Il cinema di Philippe Garrel è sempre uguale a sé stesso, è un mondo chiuso e simbolico come quello di una fiaba o un sogno. A mancare, nei suoi film, è il respiro delle città, il passare del tempo, il movimento dello spazio che circonda i personaggi.
In Le sel des larmes, presentato in concorso alla Berlinale, tra la metropoli Parigi e la provincia del nord, lungo la Marna, non c’è quasi differenza, le vie sono vuote, gli ambienti spogli e indefiniti. Il bianco e nero di Renato Berta trasfigura la realtà e la trasporta in universo monocorde, in cui anche le musiche dolci di Jean-Louis Aubert e la voce narrante contribuiscono a isolare i personaggi nella loro solitudine.
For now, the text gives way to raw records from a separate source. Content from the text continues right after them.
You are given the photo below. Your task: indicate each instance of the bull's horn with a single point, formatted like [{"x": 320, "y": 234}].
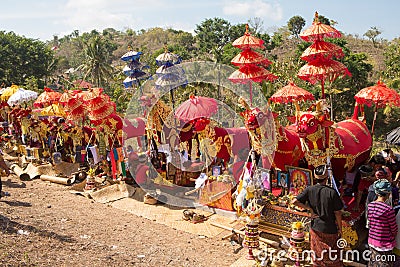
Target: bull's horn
[{"x": 243, "y": 103}]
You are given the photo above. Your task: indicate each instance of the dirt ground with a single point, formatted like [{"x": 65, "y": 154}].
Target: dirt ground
[{"x": 43, "y": 224}]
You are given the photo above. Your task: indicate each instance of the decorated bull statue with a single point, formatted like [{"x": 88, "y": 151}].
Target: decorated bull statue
[
  {"x": 278, "y": 146},
  {"x": 347, "y": 143}
]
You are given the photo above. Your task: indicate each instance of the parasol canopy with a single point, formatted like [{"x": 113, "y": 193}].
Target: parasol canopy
[
  {"x": 168, "y": 59},
  {"x": 393, "y": 137},
  {"x": 322, "y": 49},
  {"x": 134, "y": 127},
  {"x": 251, "y": 72},
  {"x": 248, "y": 41},
  {"x": 196, "y": 107},
  {"x": 53, "y": 110},
  {"x": 22, "y": 96},
  {"x": 322, "y": 69},
  {"x": 131, "y": 55},
  {"x": 8, "y": 92},
  {"x": 47, "y": 98},
  {"x": 380, "y": 95},
  {"x": 318, "y": 31},
  {"x": 290, "y": 93},
  {"x": 249, "y": 56}
]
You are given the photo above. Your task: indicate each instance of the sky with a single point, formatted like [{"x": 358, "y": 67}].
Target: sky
[{"x": 43, "y": 19}]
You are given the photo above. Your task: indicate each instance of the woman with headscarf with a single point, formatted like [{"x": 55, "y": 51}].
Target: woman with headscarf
[{"x": 382, "y": 226}]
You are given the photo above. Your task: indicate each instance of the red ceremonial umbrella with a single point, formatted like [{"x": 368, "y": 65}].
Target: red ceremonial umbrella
[
  {"x": 251, "y": 72},
  {"x": 380, "y": 95},
  {"x": 318, "y": 30},
  {"x": 322, "y": 69},
  {"x": 196, "y": 107},
  {"x": 291, "y": 93},
  {"x": 248, "y": 41},
  {"x": 249, "y": 56},
  {"x": 248, "y": 61},
  {"x": 47, "y": 98},
  {"x": 322, "y": 49},
  {"x": 71, "y": 100}
]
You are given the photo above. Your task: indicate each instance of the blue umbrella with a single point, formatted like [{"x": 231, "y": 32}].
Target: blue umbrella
[{"x": 131, "y": 55}]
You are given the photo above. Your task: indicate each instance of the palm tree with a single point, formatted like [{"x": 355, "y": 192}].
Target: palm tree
[{"x": 96, "y": 67}]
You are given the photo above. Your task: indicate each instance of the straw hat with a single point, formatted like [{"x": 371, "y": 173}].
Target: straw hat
[{"x": 321, "y": 172}]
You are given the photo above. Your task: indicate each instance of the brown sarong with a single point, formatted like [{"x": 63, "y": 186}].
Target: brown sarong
[{"x": 324, "y": 246}]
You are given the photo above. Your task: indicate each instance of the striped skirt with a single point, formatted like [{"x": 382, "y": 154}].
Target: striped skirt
[{"x": 381, "y": 258}]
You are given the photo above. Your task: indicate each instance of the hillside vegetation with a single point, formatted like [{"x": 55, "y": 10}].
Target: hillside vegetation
[{"x": 95, "y": 57}]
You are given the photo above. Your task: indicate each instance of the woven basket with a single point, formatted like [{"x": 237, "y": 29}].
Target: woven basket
[{"x": 149, "y": 200}]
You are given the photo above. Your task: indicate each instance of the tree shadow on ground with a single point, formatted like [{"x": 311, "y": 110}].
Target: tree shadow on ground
[
  {"x": 16, "y": 203},
  {"x": 8, "y": 226},
  {"x": 12, "y": 184}
]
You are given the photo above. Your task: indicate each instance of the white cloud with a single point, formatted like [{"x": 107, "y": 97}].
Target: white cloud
[
  {"x": 87, "y": 15},
  {"x": 253, "y": 8}
]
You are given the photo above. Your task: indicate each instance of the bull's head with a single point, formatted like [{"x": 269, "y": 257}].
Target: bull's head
[
  {"x": 309, "y": 123},
  {"x": 253, "y": 118}
]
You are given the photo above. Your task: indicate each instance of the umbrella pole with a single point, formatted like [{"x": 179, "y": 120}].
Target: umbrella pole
[
  {"x": 373, "y": 122},
  {"x": 251, "y": 94}
]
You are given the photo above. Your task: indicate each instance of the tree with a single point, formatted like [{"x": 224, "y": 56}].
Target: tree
[
  {"x": 96, "y": 68},
  {"x": 212, "y": 35},
  {"x": 23, "y": 58},
  {"x": 372, "y": 33},
  {"x": 392, "y": 59},
  {"x": 296, "y": 24}
]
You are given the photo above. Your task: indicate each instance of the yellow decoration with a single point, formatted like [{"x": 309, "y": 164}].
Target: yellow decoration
[{"x": 53, "y": 110}]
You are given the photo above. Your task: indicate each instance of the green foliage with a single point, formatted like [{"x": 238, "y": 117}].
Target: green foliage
[
  {"x": 392, "y": 59},
  {"x": 296, "y": 24},
  {"x": 212, "y": 35},
  {"x": 96, "y": 67},
  {"x": 22, "y": 58},
  {"x": 372, "y": 34}
]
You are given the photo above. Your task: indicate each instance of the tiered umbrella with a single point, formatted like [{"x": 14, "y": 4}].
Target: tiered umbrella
[
  {"x": 22, "y": 96},
  {"x": 8, "y": 92},
  {"x": 72, "y": 101},
  {"x": 47, "y": 98},
  {"x": 379, "y": 95},
  {"x": 321, "y": 66},
  {"x": 170, "y": 74},
  {"x": 249, "y": 62}
]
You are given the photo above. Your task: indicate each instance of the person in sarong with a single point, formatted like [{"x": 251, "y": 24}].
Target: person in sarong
[
  {"x": 382, "y": 226},
  {"x": 326, "y": 207}
]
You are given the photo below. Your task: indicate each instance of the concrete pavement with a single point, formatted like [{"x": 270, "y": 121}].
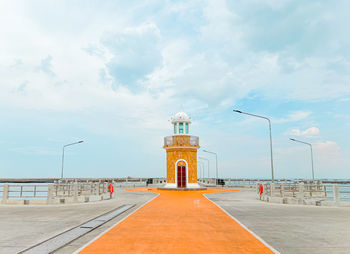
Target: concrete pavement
[
  {"x": 24, "y": 226},
  {"x": 290, "y": 229}
]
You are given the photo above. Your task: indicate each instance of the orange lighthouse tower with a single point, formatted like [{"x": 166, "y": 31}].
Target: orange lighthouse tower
[{"x": 181, "y": 152}]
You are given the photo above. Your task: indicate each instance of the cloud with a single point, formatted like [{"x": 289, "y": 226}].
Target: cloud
[
  {"x": 294, "y": 117},
  {"x": 313, "y": 131}
]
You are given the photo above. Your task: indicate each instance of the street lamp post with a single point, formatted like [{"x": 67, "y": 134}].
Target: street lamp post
[
  {"x": 81, "y": 141},
  {"x": 312, "y": 157},
  {"x": 216, "y": 160},
  {"x": 202, "y": 158},
  {"x": 263, "y": 117}
]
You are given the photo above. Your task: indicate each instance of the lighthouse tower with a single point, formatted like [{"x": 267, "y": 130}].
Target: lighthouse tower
[{"x": 181, "y": 152}]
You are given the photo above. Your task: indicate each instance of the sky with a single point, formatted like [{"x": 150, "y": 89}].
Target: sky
[{"x": 113, "y": 73}]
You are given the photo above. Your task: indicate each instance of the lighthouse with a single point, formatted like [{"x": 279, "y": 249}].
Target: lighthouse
[{"x": 181, "y": 154}]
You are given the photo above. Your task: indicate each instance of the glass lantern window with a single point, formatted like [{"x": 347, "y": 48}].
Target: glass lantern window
[{"x": 181, "y": 128}]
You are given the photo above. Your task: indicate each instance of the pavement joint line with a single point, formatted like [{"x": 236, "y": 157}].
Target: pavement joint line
[
  {"x": 111, "y": 227},
  {"x": 242, "y": 225},
  {"x": 79, "y": 230}
]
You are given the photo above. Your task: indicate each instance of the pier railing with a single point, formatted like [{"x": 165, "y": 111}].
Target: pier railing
[
  {"x": 53, "y": 193},
  {"x": 68, "y": 190},
  {"x": 317, "y": 192}
]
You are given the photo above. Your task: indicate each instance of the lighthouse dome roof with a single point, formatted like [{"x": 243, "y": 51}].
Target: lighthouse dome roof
[{"x": 181, "y": 117}]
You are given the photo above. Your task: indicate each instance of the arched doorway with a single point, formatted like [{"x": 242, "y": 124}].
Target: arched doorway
[{"x": 181, "y": 174}]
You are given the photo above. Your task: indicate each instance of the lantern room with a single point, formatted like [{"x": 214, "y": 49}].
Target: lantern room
[{"x": 181, "y": 151}]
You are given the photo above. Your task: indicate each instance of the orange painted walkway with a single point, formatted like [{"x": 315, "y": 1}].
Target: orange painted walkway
[{"x": 178, "y": 222}]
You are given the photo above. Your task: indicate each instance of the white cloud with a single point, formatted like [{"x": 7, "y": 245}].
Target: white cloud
[
  {"x": 313, "y": 131},
  {"x": 294, "y": 117}
]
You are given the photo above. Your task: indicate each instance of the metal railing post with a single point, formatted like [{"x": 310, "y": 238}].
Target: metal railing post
[
  {"x": 5, "y": 193},
  {"x": 336, "y": 194},
  {"x": 49, "y": 194}
]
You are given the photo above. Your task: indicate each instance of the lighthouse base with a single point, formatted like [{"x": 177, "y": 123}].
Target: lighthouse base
[{"x": 190, "y": 186}]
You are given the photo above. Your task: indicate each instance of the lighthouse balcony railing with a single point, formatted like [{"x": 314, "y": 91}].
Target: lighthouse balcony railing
[{"x": 181, "y": 140}]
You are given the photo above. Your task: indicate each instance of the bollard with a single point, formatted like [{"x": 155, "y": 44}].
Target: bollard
[
  {"x": 5, "y": 193},
  {"x": 75, "y": 192},
  {"x": 272, "y": 188},
  {"x": 301, "y": 192},
  {"x": 282, "y": 190},
  {"x": 49, "y": 194},
  {"x": 336, "y": 194}
]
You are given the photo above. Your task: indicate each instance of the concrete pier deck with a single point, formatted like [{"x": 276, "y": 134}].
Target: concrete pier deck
[
  {"x": 24, "y": 226},
  {"x": 179, "y": 222}
]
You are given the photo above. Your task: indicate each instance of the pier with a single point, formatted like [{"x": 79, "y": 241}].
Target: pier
[{"x": 303, "y": 226}]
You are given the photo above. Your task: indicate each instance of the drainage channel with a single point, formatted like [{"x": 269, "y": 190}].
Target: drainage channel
[{"x": 61, "y": 240}]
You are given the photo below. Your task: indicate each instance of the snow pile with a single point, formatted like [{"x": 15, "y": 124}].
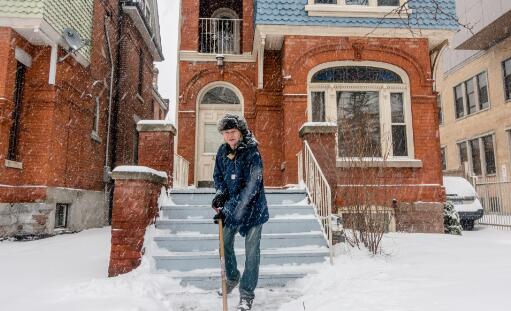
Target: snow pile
[{"x": 418, "y": 272}]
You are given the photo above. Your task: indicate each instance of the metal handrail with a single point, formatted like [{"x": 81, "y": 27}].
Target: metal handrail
[
  {"x": 320, "y": 194},
  {"x": 181, "y": 171}
]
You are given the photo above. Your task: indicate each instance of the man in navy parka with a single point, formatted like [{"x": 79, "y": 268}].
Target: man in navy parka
[{"x": 241, "y": 202}]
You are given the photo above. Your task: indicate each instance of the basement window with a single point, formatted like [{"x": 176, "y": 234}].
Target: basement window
[
  {"x": 358, "y": 8},
  {"x": 61, "y": 212}
]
Le sel des larmes è ancora un film sulla figura del padre, come in altri modi il precedente L’amant d’un jour. Il protagonista Luc, falegname e aspirante ebanista, ha relazioni con tre donne, ama in maniera superficiale ed è riamato con ben altra forza, e nel corso del racconto mantiene un rapporto saldo solamente con il padre, l’unica persona per la quale spende delle lacrime. Come altri personaggi maschili di Garrel, Luc è un mediocre: abbandona, tradisce, mente, si adatta passivamente a un triangolo amoroso che in realtà non vuole. Ogni nuovo amore lo coinvolge in maniera distratta, ogni tentativo di staccarsi dalle origini – trasferendosi a Parigi prima per tentare l’esame per la prestigiosa École Boulle per ebanisti e poi per frequentare la scuola – lo riporta inevitabilmente verso il padre, che lo accudisce, lo incalza, lo sprona, ma finisce anch’egli per bussare alla porta del figlio. Al fianco del padre Luc guarda il cielo stellato e scorge le costellazioni; con Geneviève, una delle tre donne che lo amano, non alza nemmeno gli occhi per individuare l’Orsa maggiore, quasi nell’amore vivesse inconsapevolmente una ribellione indesiderata.
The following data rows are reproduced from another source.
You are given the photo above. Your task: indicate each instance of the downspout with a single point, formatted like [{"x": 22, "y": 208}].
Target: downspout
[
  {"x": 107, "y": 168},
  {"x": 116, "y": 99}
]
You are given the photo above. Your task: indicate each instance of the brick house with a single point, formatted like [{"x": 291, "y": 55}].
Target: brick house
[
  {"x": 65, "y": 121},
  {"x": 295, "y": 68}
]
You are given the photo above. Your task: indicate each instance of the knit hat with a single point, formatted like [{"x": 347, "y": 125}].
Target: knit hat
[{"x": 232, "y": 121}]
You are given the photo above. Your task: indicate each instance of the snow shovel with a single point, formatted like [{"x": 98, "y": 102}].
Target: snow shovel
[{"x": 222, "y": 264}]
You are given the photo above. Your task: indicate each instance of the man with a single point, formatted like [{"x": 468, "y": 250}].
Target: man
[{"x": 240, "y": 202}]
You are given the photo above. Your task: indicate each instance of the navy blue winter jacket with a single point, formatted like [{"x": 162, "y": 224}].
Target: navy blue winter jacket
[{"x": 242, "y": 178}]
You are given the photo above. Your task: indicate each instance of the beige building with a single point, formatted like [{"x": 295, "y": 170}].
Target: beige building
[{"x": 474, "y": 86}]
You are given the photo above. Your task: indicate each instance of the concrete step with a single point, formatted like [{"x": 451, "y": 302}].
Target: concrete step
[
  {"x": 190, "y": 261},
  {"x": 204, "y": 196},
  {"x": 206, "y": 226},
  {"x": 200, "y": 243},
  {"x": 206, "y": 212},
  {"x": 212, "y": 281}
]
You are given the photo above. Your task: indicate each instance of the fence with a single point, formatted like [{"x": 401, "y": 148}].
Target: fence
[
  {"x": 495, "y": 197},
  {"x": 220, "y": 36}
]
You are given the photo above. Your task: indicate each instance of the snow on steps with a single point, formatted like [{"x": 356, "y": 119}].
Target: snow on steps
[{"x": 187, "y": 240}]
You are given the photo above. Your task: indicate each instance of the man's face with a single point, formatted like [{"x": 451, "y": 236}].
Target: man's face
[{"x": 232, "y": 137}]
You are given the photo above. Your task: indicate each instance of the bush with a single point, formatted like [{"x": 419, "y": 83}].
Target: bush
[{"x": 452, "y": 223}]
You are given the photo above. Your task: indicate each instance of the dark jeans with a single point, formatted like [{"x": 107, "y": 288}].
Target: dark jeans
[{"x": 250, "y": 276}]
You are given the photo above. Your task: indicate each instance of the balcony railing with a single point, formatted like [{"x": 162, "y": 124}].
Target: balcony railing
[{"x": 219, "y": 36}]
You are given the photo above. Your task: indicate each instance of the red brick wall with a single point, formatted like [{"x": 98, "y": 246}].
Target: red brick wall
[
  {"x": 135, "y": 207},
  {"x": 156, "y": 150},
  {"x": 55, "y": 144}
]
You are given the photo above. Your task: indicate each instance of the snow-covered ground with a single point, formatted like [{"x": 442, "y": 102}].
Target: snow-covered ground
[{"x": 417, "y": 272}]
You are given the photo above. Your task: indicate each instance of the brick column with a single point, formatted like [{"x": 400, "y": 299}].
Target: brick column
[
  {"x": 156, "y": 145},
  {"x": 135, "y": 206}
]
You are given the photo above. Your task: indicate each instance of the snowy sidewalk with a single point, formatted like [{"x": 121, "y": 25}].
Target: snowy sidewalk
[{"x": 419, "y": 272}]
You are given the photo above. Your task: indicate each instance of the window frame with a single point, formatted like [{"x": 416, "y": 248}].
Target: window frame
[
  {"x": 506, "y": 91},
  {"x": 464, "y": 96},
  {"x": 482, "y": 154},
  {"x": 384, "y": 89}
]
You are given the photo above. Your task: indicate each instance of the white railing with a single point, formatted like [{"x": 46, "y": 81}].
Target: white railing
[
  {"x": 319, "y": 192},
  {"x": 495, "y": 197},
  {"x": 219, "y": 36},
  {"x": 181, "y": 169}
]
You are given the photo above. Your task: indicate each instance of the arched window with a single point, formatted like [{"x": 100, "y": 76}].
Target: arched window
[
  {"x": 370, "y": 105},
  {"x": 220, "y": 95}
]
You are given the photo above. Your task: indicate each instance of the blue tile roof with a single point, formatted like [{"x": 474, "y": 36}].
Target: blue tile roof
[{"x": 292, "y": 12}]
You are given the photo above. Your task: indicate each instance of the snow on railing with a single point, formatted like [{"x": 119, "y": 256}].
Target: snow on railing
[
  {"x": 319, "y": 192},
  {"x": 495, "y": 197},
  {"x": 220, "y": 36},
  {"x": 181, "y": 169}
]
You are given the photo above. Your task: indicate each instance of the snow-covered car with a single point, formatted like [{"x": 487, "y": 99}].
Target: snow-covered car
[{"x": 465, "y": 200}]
Nel mondo concluso di Garrel per gli uomini l’amore è un tradimento. O forse un inevitabile fallimento. Luc fa e disfa, corteggia e abbandona, ritrova come nelle tappe di un sogno gli elementi del racconto che si lascia dietro di sé (una delle sue donne abortisce, l’altra resta incinta di un altro uomo), e nonostante il suo lavoro da artigiano non costruisce nulla. A parte una cosa: una cassa da morto. Insieme con il padre…
Garrel è sempre stato ironico e poco indulgente verso i suoi personaggi: in La frontière de l’aube si prendeva gioco del loro maledettismo intellettuale, in L’ombre des femmes non lasciava speranza alla loro povertà da nullafacenti. In Le sel des larmes, ancora, osserva la codardia di Luc in modo distaccato, con la voce narrante che anticipa o commenta le azioni nascondendo dietro i toni malinconici una tragica assenza d’empatia.
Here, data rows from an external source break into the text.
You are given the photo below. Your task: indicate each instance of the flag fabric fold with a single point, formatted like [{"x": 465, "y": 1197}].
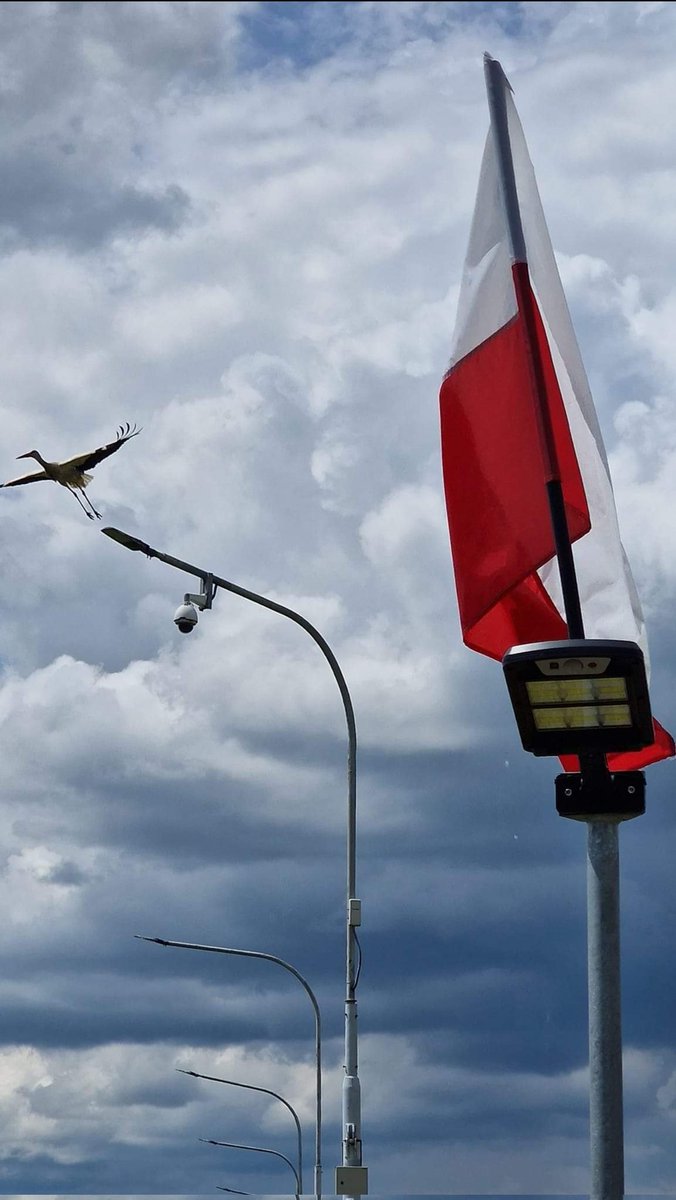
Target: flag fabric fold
[{"x": 496, "y": 457}]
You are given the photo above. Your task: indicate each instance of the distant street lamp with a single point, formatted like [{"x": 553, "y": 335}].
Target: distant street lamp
[
  {"x": 259, "y": 1150},
  {"x": 287, "y": 966},
  {"x": 267, "y": 1091},
  {"x": 352, "y": 1176}
]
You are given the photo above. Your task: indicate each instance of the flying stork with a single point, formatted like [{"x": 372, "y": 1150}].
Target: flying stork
[{"x": 72, "y": 473}]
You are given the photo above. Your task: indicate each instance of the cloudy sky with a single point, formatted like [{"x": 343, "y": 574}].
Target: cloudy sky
[{"x": 241, "y": 226}]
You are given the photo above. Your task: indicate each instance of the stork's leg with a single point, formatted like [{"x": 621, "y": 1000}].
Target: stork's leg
[
  {"x": 85, "y": 498},
  {"x": 72, "y": 491}
]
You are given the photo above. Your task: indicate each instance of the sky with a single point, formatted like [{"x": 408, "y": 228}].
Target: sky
[{"x": 241, "y": 226}]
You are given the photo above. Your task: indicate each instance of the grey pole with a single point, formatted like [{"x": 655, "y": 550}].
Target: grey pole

Garrel non lascia spazio al suo personaggio, lo ingabbia fisicamente e idealmente. Oltre il cielo che guarda col padre, per lui non c’è nulla, né Dio, né aldilà, né l’amore delle donne. Il padre ha generato una vita, e inconsapevolmente l’ha soffocata.
Dietro la finezza estatica ed estenuata delle sue immagini, Le sel des larmes è così una sconsolata riflessione sulla libertà individuale e sull’inutilità dell’amore. La bellezza, che pure nel film è presente (in una donna che si trucca o si lava, in una danza coreografata e poi scatenata), genera momenti effimeri, a volte rappresentati in maniera straniante dall’assenza di sincrono fra immagini, suono e commento sonoro.
Se questo è un cinema sempre uguale a sé stesso, fuori dal mondo e dal nostro tempo, è perché è votato a una visione sconsolata dei rapporti umani e della loro incapacità di evolvere. Secco, immediato, mai indulgente.